ArrayList and HashSet insert performance test resu

2020-07-30 00:37发布

问题:

i wirte a class to test the insert performance between arraylist and hashset,as i expect ,the hashset insert performance will be much better than arraylist(maybe the book deceived me),but the test result make me so confused

    HashSet<String> hashSet = new HashSet<String>();

    long start = System.currentTimeMillis();
    for (int i = 0; i < 900000; i++) {
        hashSet.add(String.valueOf(i));
    }

    System.out.println("Insert HashSet Time: " + (System.currentTimeMillis() - start));


    ArrayList<String> arrayList = new ArrayList<String>();

    start = System.currentTimeMillis();

    for (int i = 0; i < 900000; i++) {
        arrayList.add(String.valueOf(i));
    }
    System.out.println("Insert ArrayList Time: " + (System.currentTimeMillis() - start));

result:
Insert HashSet Time: 978
Insert ArrayList Time: 287

i run this main metod many times and the result has no more different between this,the insert arraylist time is much shorter than insert hashset time can anybody explain this weird result.

回答1:

Exact performance characteristics of datastructures and algorithms are highly machine- and implementation-specific. However, it doesn't seem surprising to me that ArrayList inserts would be faster than HashSet inserts by a constant factor. To insert into an ArrayList, you just need to set a value at a particular index in an array. To insert into a hash set, you need to compute a hashcode for the inserted item and map that to an array index, check that index and possibly perform some action based on what you find, and finally insert into the array. Furthermore the HashSet will have worse memory locality so you'll get cache misses more often.

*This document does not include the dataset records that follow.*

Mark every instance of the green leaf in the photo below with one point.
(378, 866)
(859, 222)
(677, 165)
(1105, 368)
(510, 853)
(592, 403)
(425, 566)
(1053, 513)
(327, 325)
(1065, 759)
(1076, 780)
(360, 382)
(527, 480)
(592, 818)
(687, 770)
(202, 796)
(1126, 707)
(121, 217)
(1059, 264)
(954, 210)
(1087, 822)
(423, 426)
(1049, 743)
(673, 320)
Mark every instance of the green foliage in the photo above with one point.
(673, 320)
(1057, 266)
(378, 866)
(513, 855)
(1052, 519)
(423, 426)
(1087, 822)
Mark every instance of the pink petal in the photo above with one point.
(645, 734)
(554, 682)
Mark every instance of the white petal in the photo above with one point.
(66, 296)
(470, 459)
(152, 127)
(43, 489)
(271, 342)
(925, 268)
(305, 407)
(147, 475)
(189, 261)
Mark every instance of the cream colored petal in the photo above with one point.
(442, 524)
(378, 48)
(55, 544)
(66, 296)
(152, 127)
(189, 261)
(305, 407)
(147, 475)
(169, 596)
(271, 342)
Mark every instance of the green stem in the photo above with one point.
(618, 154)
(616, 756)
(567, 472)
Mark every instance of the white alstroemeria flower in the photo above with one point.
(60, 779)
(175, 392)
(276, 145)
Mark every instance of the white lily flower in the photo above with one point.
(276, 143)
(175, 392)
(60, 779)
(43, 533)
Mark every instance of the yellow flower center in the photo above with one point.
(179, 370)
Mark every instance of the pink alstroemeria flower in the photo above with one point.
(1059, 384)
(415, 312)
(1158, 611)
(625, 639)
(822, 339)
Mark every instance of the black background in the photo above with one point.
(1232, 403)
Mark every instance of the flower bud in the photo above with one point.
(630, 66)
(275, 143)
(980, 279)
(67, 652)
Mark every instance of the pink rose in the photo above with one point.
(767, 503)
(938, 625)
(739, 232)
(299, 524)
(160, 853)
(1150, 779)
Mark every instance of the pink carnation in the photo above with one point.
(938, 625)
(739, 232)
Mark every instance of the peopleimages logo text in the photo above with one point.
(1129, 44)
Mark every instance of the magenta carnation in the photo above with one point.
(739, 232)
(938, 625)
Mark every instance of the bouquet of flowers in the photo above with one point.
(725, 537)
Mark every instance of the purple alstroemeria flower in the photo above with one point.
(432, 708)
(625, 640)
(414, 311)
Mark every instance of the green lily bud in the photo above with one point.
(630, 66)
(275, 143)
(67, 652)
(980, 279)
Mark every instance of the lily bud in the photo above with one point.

There's also the question of array resizing, which both data structures will need to do, but both data structures will need to resize at about the same rate (and hash table resizing is probably more expensive by a constant factor, too, due to rehashing).

Both algorithms are constant (expected) time, but there's a lot more stuff to do with a hash table than an array list. So it's not surprising that it would be slower by a constant factor. (Again, the exact difference is highly dependent on machine and implementation.)



回答2:

The hashset and list are different types of datastructures. So you should think about what you do want to do with them before choosing one.

HashSet

Longer insert time

Fast access time on elements

List

Fast append time

Long access time on elements

The list is faster because it can just add the element at the end of the list, the hashset has to find where to insert and then make the element accessable, this is more work (time) as adding it to the end of a list.



回答3:

the hashset insert performance will be much better than arraylist

Where did you get that idea?
HashSet will outperform ArrayList on search i.e: get().
But on insert they have comparable performance. Actually ArrayList is even faster if you are within array limits (no resize needed) and the hash function is not good



回答4:

Actually, you are getting the right results. Also, as pointed out in the above answer, these are different types of data-structures. Comparing them would be like comparing the speed of a bike with a car. I think the time for inserting in a HashSet must be more than that of insertion in an ArrayList because HashSet doesn't allow duplicate keys. So I assume that before insertion there must be some sort of checking for duplicate keys before insertion and how to handle them which makes them somewhat slower as compared to ArrayList.



回答5:

HashSet is backed by hashtable. If you know about hashtable, you would know that there is a hash function. also collision handling(if there was collision) when you add new element in it. Well hashSet doesn't handle collision, just overwrite the old value if hash are same. However if capacity reached, it need to resize, and possible re-hash. it would be very slow.

ArrayList just append the object to the end of the list. if size reached, it does resize.